Eine öffentliche Figur im engeren Sinne war er nicht, drängte sich nicht vor, wenn Prominenz gefragt war und die Kamerablitze zuckten. Wer ist gleich dieser große, joviale ältere Herr mit Lodenmantel und Trachtenhut? Es war Hartwig Piepenbrock, Unternehmer, Schöngeist, Kunstsammler, Genießer. Aber jeder, der die Berliner Stadtgeschichte der Nachwendezeit verfolgt hatte, wusste zumindest zwei Dinge über ihn: Gebäudereinigung – und Villa Lemm. In diesem noblen Alterswohnsitz am Havelufer in Gatow ist Piepenbrock, der seit längerem an Alzheimer litt, am Donnerstag gestorben. Er wurde 76 Jahre alt.

Piepenbrock stammt aus Osnabrück. Dort absolvierte er auch eine Lehre als Gebäudereiniger, von der Pike auf in der Firma seines Vaters. Zeit für eine Hochschulausbildung blieb ihm nicht, der Vater war krank aus dem Krieg zurückgekehrt und brauchte einen Nachfolger. In den Nachkriegsjahren waren in Osnabrück nicht nur Fensterputzer, sondern vor allem auch Gerüstbauer gefragt, die den Aufstieg des Unternehmens begründeten. Piepenbrock kam 1955 hinzu, konnte also auf einer soliden Basis arbeiten, auf der er die Firma nach und nach zum bundesweit tätigen Dienstleistungsunternehmen ausbaute, das heute 27 000 Menschen beschäftigt und im Jahr 2011 439 Millionen Euro umsetzte.

Die Unternehmensbereiche sind Gebäudereinigung, Facility-Management, Instandhaltung und Sicherheit; Piepenbrock hat in Deutschland etwa 70 Niederlassungen, fünf Instandhaltungszentren und über 800 Standorte, ist darüber hinaus auch in Wien und Salzburg tätig. Die Firma wird heute von Piepenbrocks drei Kindern geleitet, einer Tochter und zwei Söhnen, denen er 2001 die Führung übergab, um sich um seine Hobbys, vor allem Förderung der bildenden Kunst, zu kümmern.

Die Liebe zu Berlin kam für ihn erst nach der Wende, ganz ähnlich wie bei Peter Dussmann, der in der Stadt der Nachwendezeit einen vergleichbaren Aufstieg erlebte. Piepenbrock hatte Berlin erst kurz vor dem Mauerfall kennengelernt, und es schien zwangsläufig, dass er die Stadt als ideale Basis für den Aufbau der Geschäfte in den neuen Bundesländern entdeckte – und den Wald bei Rheinsberg als ideales Jagdrevier. Er wollte damit auch einen Betrag dazu leisten, die Stadt vom Schock des Subventionsentzugs zu befreien und kämpfte intensiv, wenn auch letztlich erfolglos für die Fusion der beiden Bundesländer.
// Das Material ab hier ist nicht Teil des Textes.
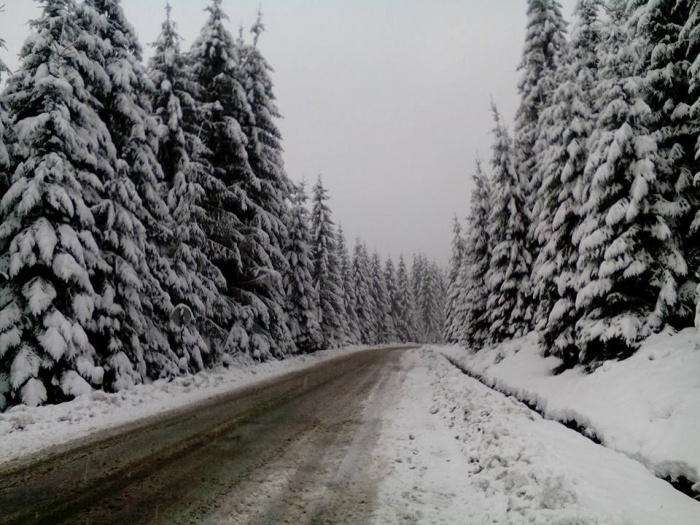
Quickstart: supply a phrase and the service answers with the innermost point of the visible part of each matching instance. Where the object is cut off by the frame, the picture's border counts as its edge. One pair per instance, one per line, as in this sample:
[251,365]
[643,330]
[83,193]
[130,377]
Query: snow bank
[463,453]
[647,406]
[25,430]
Alterssitz: 1995 hatte Piepenbrock die Villa Lemm in Gatow erworben, die ehemalige Residenz des britischen Stadtkommandanten.
Alterssitz: 1995 hatte Piepenbrock die Villa Lemm in Gatow erworben, die ehemalige Residenz des britischen Stadtkommandanten.

© dpa

Endgültig besiegelte er seinen Umzug nach Berlin 1995 mit dem Erwerb der Villa Lemm in Gatow, jenem Anwesen, das nach dem Abzug des britischen Stadtkommandanten 1990 leer stand und von 24 000 Quadratmeter Garten, einem der schönsten Grundstücke der Stadt, umgeben ist. Haus und Garten schmückte er mit einigen der Skulpturen, die seine Kulturstiftung ausgezeichnet hatte, und er engagierte sich auch sonst in vielfacher Richtung mäzenatisch, lieh rund 150 Werke aus seiner Sammlung an die Berlinische Galerie aus; die Universität der Künste bedankte sich für diesen Einsatz 2002 mit dem Ehrendoktortitel. 2001 zeichnete ihn Berlin mit dem Verdienstorden des Landes aus.

Die Kulturstiftung hatte Piepenbrock schon zum 75-jährigen Firmenjubiläum 1988 gegründet. Sie vergab bis 2008 jährlich den mit 50 000 Euro höchstdotierten europäischen Skulpturenpreis. Mit dem Einsetzen seiner Alzheimer-Erkrankung 2009 änderte der Familienrat aber das Ziel der Stiftung, konzentrierte die Mittelvergabe auf die Forschung an dieser Krankheit und schrieb den mit 60 000 Euro dotierten Hartwig-Piepenbrock-DZNE-Preis zugunsten des Deutschen Zentrums für Neurodegenerative Erkrankungen aus.

Piepenbrock zog sich zu diesem Zeitpunkt endgültig aus der Öffentlichkeit zurück und lebte die restlichen Jahre in der Villa Lemm, gepflegt von seiner Frau Maria Theresia, mit der er seit 1966 verheiratet war.